Sunday, April 22, 2007

Beautiful poverty

If you're like me, you will have at some point seen pictures of rural pre-Industrial Revolution Britain, the canonical shepherd or goatherd with flock, with perhaps rambling simple dwelling in the background, and yearned for a simpler yesteryear consisting of sun, grass, and hearth, and notably not containing rush-hour traffic, overflowing email inboxes, and shopping centres on a Saturday.

Last weekend, we took a trip into the Colombian countryside. Soon after leaving the city limits of Bogota, the road took us through "campesino country". Campesinos are the peasants of Colombia, eking out a marginal living from the land by cultivating basic crops on a scrap of land, and perhaps rearing a cow for milk. Their life is no doubt picturesque. I tried and failed many times to capture on camera their picturesque poverty -- the clothes laid out neatly on the grass to dry, the self-built tumbledown dwellings, the donkey with a load of sticks weighing heavy across its back.

Unlike Colombia's urban poor, living in shanty towns hastily assembled wherever the displaced population arrive (1.5 million in Bogota's southern suburbs alone), the rural poor are lucky enough to be photogenic. Not displaced by violence, they live in steady communities, and can count on neighbours and family for support. Their lives are a small distance above gruelling grinding horror and poverty. They have a family, a place to call home, possessions, a tradition. Children learn at grandpa's knee the ways of the land.
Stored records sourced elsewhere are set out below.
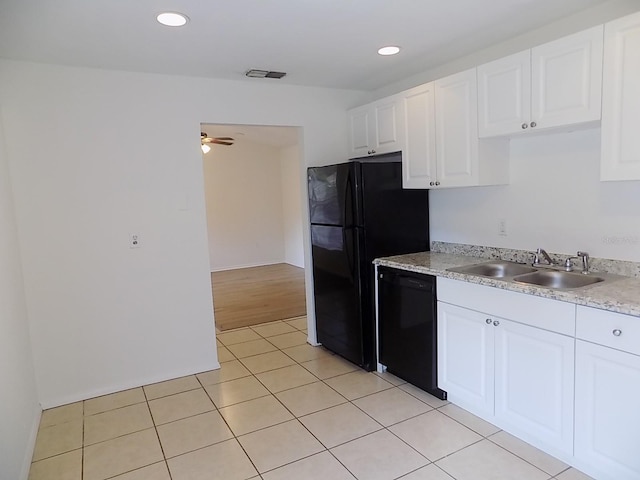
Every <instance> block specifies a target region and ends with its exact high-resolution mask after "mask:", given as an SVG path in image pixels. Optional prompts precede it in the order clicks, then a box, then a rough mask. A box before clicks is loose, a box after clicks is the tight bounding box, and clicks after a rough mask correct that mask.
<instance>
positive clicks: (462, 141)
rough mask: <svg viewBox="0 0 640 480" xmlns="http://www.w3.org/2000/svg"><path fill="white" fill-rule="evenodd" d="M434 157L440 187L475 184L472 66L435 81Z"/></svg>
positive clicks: (475, 105)
mask: <svg viewBox="0 0 640 480" xmlns="http://www.w3.org/2000/svg"><path fill="white" fill-rule="evenodd" d="M435 97H436V158H437V171H438V181H439V182H440V184H441V185H442V186H443V187H464V186H473V185H477V184H478V172H477V163H478V92H477V82H476V69H475V68H473V69H471V70H466V71H464V72H460V73H457V74H455V75H451V76H449V77H446V78H442V79H440V80H436V82H435Z"/></svg>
But in our eagerness to appreciate the beauty of the simple country-dweller, we are at great risk of seeing the positive in an essentially negative situation. What hope does an intelligent, diligent, bright young woman born into such a situation have of becoming the next president of Colombia? Or a lawyer, doctor or member of Congress? Essentially none. When we look at developed countries, we find that the number of people who choose, when given a range of opportunities, to live such a nominally bucolic idyll of a life, is effectively zero. We feel that it is right that some people should be living such a simple life, so close to the land and part of a close-knit community -- whilst we ourselves nonetheless choose to work in the City, earn a six-figure sum, and live comfortably in the Home Counties with two pedigree dogs and a plasma TV.

The peasant has disappeared from British society, thanks to the Industrial Revolution. After the fact, we often bemoan the Industrial Revolution, the ensuing urbanisation, and loss of innocence and closeness to Nature. Yet the raw truth is that given the choice, nearly everyone would choose, and did indeed choose, to live in smouldering cities with some hope of wealth and betterment for their family, than a so-called happy life tending livestock.
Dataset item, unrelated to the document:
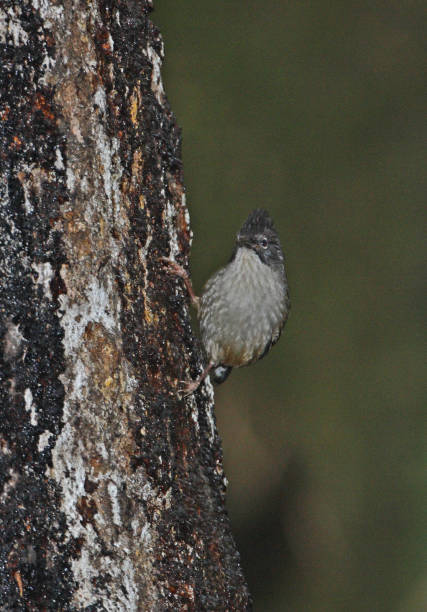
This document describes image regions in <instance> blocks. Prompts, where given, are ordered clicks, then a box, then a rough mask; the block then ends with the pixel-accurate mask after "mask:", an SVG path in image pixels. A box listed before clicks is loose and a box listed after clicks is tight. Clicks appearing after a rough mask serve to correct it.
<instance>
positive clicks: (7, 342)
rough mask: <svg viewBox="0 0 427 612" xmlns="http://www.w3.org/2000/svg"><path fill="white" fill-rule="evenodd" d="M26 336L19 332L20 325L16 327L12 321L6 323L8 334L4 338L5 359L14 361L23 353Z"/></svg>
mask: <svg viewBox="0 0 427 612" xmlns="http://www.w3.org/2000/svg"><path fill="white" fill-rule="evenodd" d="M24 340H25V338H24V336H23V335H22V334H21V332H20V331H19V325H15V324H14V323H13V321H12V319H9V320H8V321H6V333H5V335H4V338H3V358H4V360H5V361H6V362H7V361H12V359H15V357H17V355H19V353H20V352H21V351H22V343H23V341H24Z"/></svg>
Whilst it is only right that we should not see the development model followed by our own country as the only valid such model, we are also in danger of over-romanticising certain social states, such that we allow -- or cause -- people in other countries to stay in this model despite their own inclination to leave it.
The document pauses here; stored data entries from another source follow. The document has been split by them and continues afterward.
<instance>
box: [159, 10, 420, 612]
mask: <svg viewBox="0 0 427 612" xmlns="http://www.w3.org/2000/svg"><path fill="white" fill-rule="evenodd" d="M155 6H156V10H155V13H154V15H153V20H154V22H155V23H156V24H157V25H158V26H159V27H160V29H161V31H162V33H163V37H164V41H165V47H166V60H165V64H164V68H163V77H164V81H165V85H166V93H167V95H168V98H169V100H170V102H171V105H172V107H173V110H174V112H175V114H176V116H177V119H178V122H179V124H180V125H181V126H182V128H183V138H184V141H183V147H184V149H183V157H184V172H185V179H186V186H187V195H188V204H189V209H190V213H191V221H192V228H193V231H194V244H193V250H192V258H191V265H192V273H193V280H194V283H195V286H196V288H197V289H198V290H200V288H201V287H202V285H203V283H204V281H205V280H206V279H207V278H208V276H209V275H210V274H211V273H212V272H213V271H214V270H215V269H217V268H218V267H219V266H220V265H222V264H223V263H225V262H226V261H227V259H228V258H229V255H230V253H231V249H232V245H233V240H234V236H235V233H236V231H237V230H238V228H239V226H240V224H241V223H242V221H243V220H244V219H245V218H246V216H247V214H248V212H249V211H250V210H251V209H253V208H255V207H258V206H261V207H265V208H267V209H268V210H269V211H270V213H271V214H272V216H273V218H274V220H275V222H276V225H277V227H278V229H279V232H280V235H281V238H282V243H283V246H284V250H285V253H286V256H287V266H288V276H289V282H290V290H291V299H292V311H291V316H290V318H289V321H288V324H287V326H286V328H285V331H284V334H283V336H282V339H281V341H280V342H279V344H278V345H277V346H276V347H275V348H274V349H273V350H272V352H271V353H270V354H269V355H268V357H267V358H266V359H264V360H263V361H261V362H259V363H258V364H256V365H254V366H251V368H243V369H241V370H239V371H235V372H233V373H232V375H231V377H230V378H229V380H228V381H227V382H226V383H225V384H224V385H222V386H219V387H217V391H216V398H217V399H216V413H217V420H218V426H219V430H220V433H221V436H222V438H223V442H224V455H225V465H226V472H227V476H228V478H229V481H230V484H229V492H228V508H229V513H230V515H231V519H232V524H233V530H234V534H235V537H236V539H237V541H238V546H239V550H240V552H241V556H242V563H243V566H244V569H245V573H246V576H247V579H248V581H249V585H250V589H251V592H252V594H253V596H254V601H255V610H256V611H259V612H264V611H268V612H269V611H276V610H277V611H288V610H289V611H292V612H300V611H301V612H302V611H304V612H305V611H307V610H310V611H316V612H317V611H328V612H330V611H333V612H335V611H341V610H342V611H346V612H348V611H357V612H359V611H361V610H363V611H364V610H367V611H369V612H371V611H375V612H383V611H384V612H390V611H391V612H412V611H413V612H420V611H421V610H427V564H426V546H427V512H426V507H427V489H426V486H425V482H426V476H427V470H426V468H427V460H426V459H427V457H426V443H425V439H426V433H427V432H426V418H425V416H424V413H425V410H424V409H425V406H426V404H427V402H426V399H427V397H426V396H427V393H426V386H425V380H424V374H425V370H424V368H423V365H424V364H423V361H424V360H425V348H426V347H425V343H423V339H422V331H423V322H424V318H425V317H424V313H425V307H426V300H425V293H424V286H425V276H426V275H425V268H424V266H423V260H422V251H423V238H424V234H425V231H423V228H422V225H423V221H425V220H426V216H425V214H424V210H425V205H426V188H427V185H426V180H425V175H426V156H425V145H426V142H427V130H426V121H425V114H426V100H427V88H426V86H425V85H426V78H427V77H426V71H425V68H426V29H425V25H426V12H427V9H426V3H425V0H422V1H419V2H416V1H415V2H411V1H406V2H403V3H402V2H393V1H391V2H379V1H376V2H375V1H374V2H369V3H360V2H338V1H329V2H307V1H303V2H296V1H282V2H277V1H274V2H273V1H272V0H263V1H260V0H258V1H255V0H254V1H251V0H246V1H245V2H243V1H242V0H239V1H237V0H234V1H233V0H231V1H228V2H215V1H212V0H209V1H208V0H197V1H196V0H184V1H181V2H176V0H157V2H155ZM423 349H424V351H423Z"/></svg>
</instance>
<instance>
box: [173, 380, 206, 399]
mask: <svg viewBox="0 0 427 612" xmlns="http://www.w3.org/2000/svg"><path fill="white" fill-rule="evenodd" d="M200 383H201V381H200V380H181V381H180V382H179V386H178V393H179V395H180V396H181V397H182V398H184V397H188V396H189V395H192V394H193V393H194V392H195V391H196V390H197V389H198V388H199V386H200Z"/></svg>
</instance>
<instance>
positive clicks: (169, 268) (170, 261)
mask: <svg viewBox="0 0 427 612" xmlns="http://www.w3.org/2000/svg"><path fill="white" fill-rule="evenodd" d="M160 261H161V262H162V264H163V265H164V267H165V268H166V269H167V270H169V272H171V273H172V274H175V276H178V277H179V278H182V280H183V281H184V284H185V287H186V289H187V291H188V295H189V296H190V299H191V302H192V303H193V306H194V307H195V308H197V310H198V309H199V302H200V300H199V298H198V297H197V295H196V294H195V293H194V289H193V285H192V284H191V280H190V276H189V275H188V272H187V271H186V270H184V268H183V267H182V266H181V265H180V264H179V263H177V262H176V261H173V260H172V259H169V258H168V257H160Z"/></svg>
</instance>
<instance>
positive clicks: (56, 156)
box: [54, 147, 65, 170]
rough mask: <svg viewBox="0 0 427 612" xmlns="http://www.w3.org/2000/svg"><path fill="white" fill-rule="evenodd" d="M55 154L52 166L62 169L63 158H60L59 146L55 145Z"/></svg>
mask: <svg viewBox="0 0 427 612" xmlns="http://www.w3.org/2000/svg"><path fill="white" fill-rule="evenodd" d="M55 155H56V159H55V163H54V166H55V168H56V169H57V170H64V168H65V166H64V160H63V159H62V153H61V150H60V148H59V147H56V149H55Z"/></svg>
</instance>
Until every single citizen of Colombian has an equal opportunity to obtain a quality education and a career, I will continue to consider the material wealth of those who few who have had this opportunty an unfair bounty, unfairly gained, and thus not to be respected. One's right to happily enjoy the fruits of one's labour is proportional to how much others in one's society have had an equal opportunity to obtain such fruits.